Comienzo
relatando una historia familiar. Nunca supimos si era verdad o una suerte de
leyenda. La abuela Catarina la contaba en tardes de calor y a veces cuando
llovía y estábamos aburridos.
Cuando
llegaron de su patria, en Europa, traían baúles con un sin fin de ropa,
herramientas y utensilios que creían iban a necesitar en esta tierra que para
ellos era desconocida y desértica. El tren que los trajo desde el puerto, los
dejó en medio de un paisaje selvático con árboles gigantes, helechos enormes y
plantas de todo tipo y color.
En las
noches escuchaban ruidos lejanos de tambores y animales. Vivían asustados y
siempre dejaban un fuego prendido por si se acercaban “fieras salvajes”. En
realidad nunca vieron a dichas fieras. De
vez en cuando un monito les robaba una fruta o una ropa que la abuela
tendía en un cordel de árbol en árbol, para que se secara. El sol al medio día
era igual, según ella, al de su país. No soportaba la humedad, venían de un
clima seco y agobiante. Mediterráneo, lejos del mar y más aun, cerca de las
montañas. Allí no las había por lo que soñaban con regresar a su patria. ¡Pero
no tenían dinero!
El abuelo
que tenía veintiún años comenzó a trabajar en un establecimiento maderero,
aprendió lentamente el idioma y se pudo defender un poco con sus compañeros de
tareas.
¡Siempre
renegaba de su condición de extranjero! Le daba a mi abuela, que tenía
diecisiete años, unos billetes que le pagaban de jornal y le recomendaba que
los escondiera muy bien.
¡Un día los
vio! Eran unos nativos. Semidesnudos, con la cara pintada de color negro y
collares. En una bolsa llevaban flechas y un arco. La abuela se hizo pis del
susto. Ellos la miraron sorprendidos. Seguro. Era la primera vez que veían a
una mujer con cabello rojo y pecas; ojos celestes y ropas que la cubrían tanto.

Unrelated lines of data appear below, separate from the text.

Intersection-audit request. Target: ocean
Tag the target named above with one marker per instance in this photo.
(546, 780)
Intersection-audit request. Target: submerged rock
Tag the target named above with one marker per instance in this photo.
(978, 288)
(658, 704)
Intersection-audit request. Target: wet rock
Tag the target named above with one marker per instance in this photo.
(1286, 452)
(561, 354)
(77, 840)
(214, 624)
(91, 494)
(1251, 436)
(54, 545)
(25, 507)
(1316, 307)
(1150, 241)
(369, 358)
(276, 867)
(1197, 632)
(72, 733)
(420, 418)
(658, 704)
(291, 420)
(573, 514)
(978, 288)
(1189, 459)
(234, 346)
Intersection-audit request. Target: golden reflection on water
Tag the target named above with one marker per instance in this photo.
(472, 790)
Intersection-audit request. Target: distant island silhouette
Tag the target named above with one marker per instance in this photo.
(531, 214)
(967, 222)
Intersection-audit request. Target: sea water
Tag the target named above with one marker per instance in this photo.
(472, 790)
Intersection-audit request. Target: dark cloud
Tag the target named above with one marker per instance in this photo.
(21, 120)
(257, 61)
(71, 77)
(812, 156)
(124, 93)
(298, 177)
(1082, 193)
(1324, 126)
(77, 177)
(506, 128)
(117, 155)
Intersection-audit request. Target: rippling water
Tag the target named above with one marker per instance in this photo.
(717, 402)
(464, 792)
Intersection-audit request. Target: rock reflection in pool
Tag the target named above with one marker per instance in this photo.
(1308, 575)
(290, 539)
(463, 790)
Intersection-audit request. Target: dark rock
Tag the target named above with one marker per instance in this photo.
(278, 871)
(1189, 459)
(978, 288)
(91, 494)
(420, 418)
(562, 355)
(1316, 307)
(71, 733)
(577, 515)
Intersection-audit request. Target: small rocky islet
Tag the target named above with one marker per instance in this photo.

Salieron corriendo y se perdieron entre los árboles y helechos. A uno de los
pequeños se le cayó una flecha y siguió sin darse vuelta hasta desaparecer de
la vista de esa “bruja de pelo rojo”.
La abuela
se encerró en la habitación que había construido mi abuelo. Cerró todo lo que
pudo con un amontonamiento de arcón, mesa y aparador.
¿No creo
que ella tuviera menos miedo que los pobres nativos? Cuando llegó el abuelo y
encontró en el espacio que servía de patio, la flecha, la recogió y luego de
gritar que le abriera, entró y la dejó sobre la rústica mesa. La miraron con
temor, pero el abuelo dijo que tenían que esconderla para que no la vinieran a
buscar.
Con el
tiempo, en el lugar donde el abuelo trabajaba, conoció a varios nativos y supo
que eran buenos, tranquilos y que usaban el arco y las flechas para cazar y
comer.
Igual, en
mi familia, tenemos como un trofeo la famosa flecha que ya no está escondida,
sino que adorna la chimenea del salón como la señal de lo que fue la lucha de
ellos para adaptarse a nuestro país.